Recently I had few discussions with developers, and it turned out that ideas that I consider trivial can be viewed as deeply insightful by someone with different experience. Call that ideas arbitrage – goods that are common in one environment are valuable in another. Good hummus costs around 2$ in Tel-Aviv, while in Palo Alto I’ll be happy to pay many times that price if anyone would sell it!
I’m tired of spending time chasing pseudo-bugs that are actually problems in configuration. Things keep changing in QA, staging and production servers and I have to keep figuring out why my code no longer works
Figure out what your program needs in order to run properly. Memory, permissions, settings in files, etc. Then write a script that verifies all that.
This has 3 benefits:
- Sysadmins can check that the environment is correct before installing the software and before calling you for help.
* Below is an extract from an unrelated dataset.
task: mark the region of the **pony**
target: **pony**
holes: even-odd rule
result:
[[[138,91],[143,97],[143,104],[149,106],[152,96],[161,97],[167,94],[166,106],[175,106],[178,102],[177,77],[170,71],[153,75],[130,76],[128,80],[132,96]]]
- If something goes wrong, you can ask the sysadmin to run your script and send you the results – assisting in faster resolution.
- If the script doesn’t catch an issue and you have to spend hours debugging a broken configuration, you can later modify the script to catch the new issue and you’ll never have to spend those hours again.
I’m designing a new search system. Should I use Oracle or Voldermort?
Since you are asking me for advice, my guess is that neither of these solutions have a single compelling feature or limitation that make the decision clear-cut.
Therefore, go with the technology you understand better. Imagine yourself, a year in the future and the system just returned a wrong result. Which system you’ll find easier to solve the problem? Obviously the one you understand better, and the one that has troubleshooting tools you are more comfortable with.
Go with that one.
My users complain about a performance problem. My system is memory bounded and I believe that adding more memory will solve the issue. I opened a ticket for our sysadmins to add memory, but they have been ignoring my ticket and nothing was done. Now I’m blamed for not solving the performance issue!
Here are several possible solutions, ordered from recommended to highly risky:
- Update the ticket and ask for ETA.
- Use whatever internal process you have to escallate the ticket or make it higher priority.
- Make friends with a sysadmin and ask your friend to check the ticket and help you.
- Complain to your manager
- Complain to the manager of the sysadmin
- Go to the sysadmin cube and ask him nicely when the ticket will be ready
- Go to the sysadmin cube and yell
- Ask for a meeting or conference call involving more than 2 managers.